Division of Pulmonary Oncology, Guangdong Lung Cancer Institute, Guangdong General Hospital & Guangdong Academy of Medical Sciences, Guangzhou, PR China.
Lung Cancer. 2013 Jan;79(1):33-9. doi: 10.1016/j.lungcan.2012.09.016. Epub 2012 Oct 15.
There is no published overview of epidermal growth factor receptor (EGFR) tyrosine kinase inhibitor (TKI) failure modes in advanced non-small-cell lung cancer (NSCLC). This study aimed to classify the diversity of EGFR-TKI failure, and to investigate the usefulness of clinical modes in subsequent management and prognosis.
One-hundred and twenty consecutive clinical trial patients with EGFR-TKI failure were enrolled as the training set to establish a clinical model based on clinical factors. Another 107 routine patients were enrolled as the validating set according to a Bayes discriminant analysis. EGFR mutations and c-MET amplification were analyzed. Kaplan-Meier survival analysis was used to test the differences among three clinical modes and subsequent management.
The duration of disease control, evolution of tumor burden, and clinical symptom were verified as feasible grouping variables. A correct grouping rate achieved 87.9%. The cohort was classified into three groups, as follows: 130 patients with dramatic progression, 42 with gradual progression, and 55 with local progression. Progression-free survivals (PFSs) for the dramatic progression, gradual progression, and local progression groups were 9.3, 12.9, and 9.2 months, respectively (P = 0.007). Overall survivals for the groups (OSs) were 17.1, 39.4, and 23.1 months, respectively (P < 0.001). TKI continuation was superior to switching chemotherapy in a subsequent setting for gradual progression (39.4 months vs. 17.8 months; P = 0.02). The difference of EGFR or c-MET among the three groups was not significant.
Clinical modes of EGFR-TKI failure could favor strategies for subsequent treatment and predicting a survival benefit in advanced NSCLC.
目前尚无关于表皮生长因子受体(EGFR)酪氨酸激酶抑制剂(TKI)治疗晚期非小细胞肺癌(NSCLC)失败模式的文献综述。本研究旨在对 EGFR-TKI 失败的多样性进行分类,并探讨临床模式在后续管理和预后中的作用。

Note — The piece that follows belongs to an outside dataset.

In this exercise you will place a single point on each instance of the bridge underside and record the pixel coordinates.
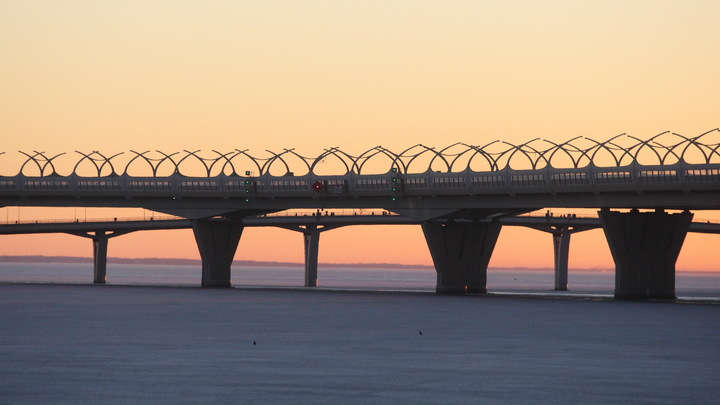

连续纳入 120 例接受 EGFR-TKI 治疗失败的临床试验患者作为训练集,基于临床因素建立临床模型。根据贝叶斯判别分析纳入 107 例常规患者作为验证集。分析 EGFR 突变和 c-MET 扩增情况。采用 Kaplan-Meier 生存分析比较三种临床模式及后续管理的差异。

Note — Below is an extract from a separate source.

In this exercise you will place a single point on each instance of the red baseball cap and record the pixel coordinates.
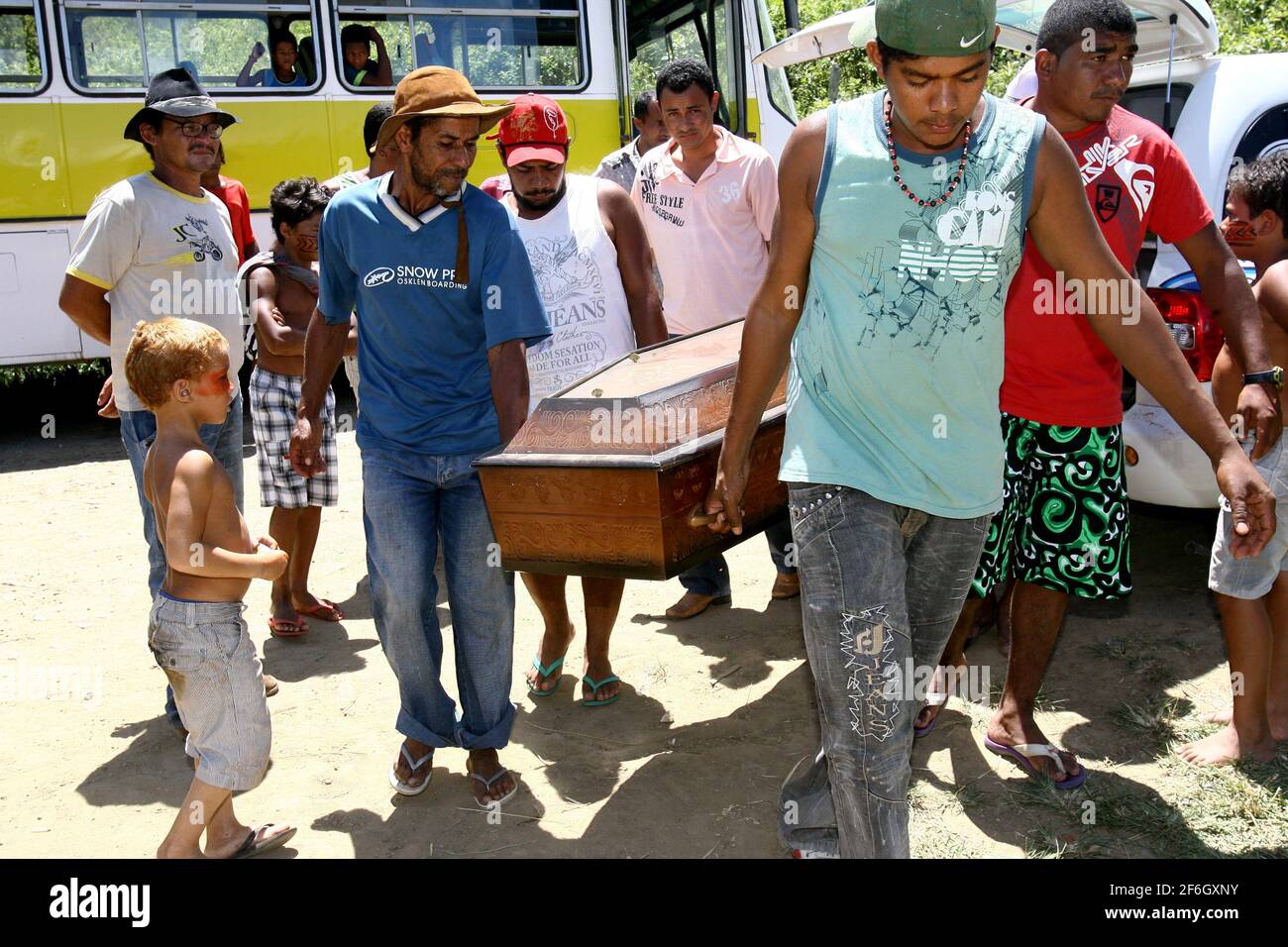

疾病控制持续时间、肿瘤负荷变化和临床症状被验证为可行的分组变量。正确分组率为 87.9%。该队列分为三组:130 例为急剧进展组,42 例为逐渐进展组,55 例为局部进展组。急剧进展、逐渐进展和局部进展组的无进展生存期(PFS)分别为 9.3、12.9 和 9.2 个月(P=0.007)。三组的总生存期(OS)分别为 17.1、39.4 和 23.1 个月(P<0.001)。在逐渐进展组,TKI 维持治疗优于化疗转换(39.4 个月 vs. 17.8 个月;P=0.02)。三组之间 EGFR 或 c-MET 无显著差异。
EGFR-TKI 失败的临床模式有助于制定晚期 NSCLC 患者的后续治疗策略,并预测生存获益。